甚至不是要越雨伴他左右,他从未端过姿态,而且将自己放得极低。
徐婼知晓一方相思的心情,却头一回在裴郁逍脸上见到卑微与包容,而这一切都只是出自一人。
徐婼眼圈微红,忍住哽咽看向她:“他抱着你回来时,我才知这般鲜活耀眼的人也会悲痛欲绝,多余的情绪都流露不出。”
徐婼当时也听见了别院的动静,与其他人一致认为越雨没了,她以为她会卑劣地开心起来,可看见裴郁逍的模样,她拒绝了父亲让
她去慰藉的提议。
因为越雨回不回来,她都没有希望。
所以在看见越雨的第一刻,徐婼反而有点释怀,她轻轻呼出一口气,“越雨,我很羡慕你,能被人如此爱慕。”
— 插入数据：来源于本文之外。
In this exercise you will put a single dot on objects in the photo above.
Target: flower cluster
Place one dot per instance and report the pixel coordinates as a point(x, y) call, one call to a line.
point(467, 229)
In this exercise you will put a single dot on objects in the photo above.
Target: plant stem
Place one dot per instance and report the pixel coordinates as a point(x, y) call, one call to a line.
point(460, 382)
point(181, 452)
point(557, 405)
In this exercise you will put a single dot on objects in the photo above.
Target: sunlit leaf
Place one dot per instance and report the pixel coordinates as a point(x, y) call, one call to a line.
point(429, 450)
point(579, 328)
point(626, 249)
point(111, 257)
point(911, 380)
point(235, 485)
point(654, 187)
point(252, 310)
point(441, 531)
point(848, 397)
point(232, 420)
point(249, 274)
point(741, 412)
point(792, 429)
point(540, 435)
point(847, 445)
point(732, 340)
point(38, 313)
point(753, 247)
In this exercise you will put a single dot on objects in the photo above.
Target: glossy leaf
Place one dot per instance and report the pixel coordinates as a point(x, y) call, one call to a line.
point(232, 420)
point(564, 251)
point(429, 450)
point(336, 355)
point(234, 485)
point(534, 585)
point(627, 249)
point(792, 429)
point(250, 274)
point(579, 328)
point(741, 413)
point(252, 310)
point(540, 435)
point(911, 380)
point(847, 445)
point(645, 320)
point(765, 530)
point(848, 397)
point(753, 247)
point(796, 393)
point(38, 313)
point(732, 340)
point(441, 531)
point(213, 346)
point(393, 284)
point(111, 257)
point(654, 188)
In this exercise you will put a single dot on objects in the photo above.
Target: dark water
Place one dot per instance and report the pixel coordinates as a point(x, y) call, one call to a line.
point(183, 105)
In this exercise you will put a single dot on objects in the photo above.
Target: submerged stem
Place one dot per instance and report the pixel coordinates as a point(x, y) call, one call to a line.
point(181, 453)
越雨却摇了摇头:“你不必羡慕,我与他起初只如陌生人一般,没你想的那么好,对我来说,与他产生交集是个意外。若最初知晓是他教会我如何爱人,恐怕只会难以置信。人生短暂又漫长,感情只是百态之一,是生活的佐料。可世间值得心动的人事物都不仅限一样,否则怎么叫我这个将死之人都流连忘返?”
徐婼静静看着她,夏风拂过越雨的面庞,那双清若琉璃的眸添上了一丝柔和。明明踏入鬼门关,却还能以这般调笑的语气开解她。
徐婼有点费解。
“徐婼,你能这样随心处事很好,敢爱敢恨、赤诚坦荡,在这点上我也很羡慕你。希望你未来能够如愿,日子过得丰盈。”
徐婼微微愣神,还是院门前相同的位置,裴郁逍拒绝时也向她这般温柔。
那日少年的话仿佛还回荡在耳际——
“我没有纳妾的打算,徐小姐也不必自惭形秽,天地广阔,来日方长,徐小姐莫要止步眼前。”
徐婼眨了下眼,面前的人仍含着平和的笑,眉眼的清冷淡了些许。
徐婼恍然明白为什么裴郁逍会专注于她一人,那样透彻卓绝的内心和气质不是常人所有的。
徐婼垂下眸,嘟囔道:“明明是你的生辰,怎么还祝福起我来了?”
越雨余光里是几人打打闹闹的场景,回道:“许是今日收到祝福太多,总觉得自己太幸福,想用寿星的权利,把祝福分点给所有人。”
徐婼平日听见这类话只会觉得可笑,如今却真心笑了出来:“那就借寿星吉言。”
越雨绕了好几圈都未能消食,倒是程新序又有点饿了,虞酌笑骂他吃不饱。正当这时,他们瞥见了从后门溜进来的裴起栎。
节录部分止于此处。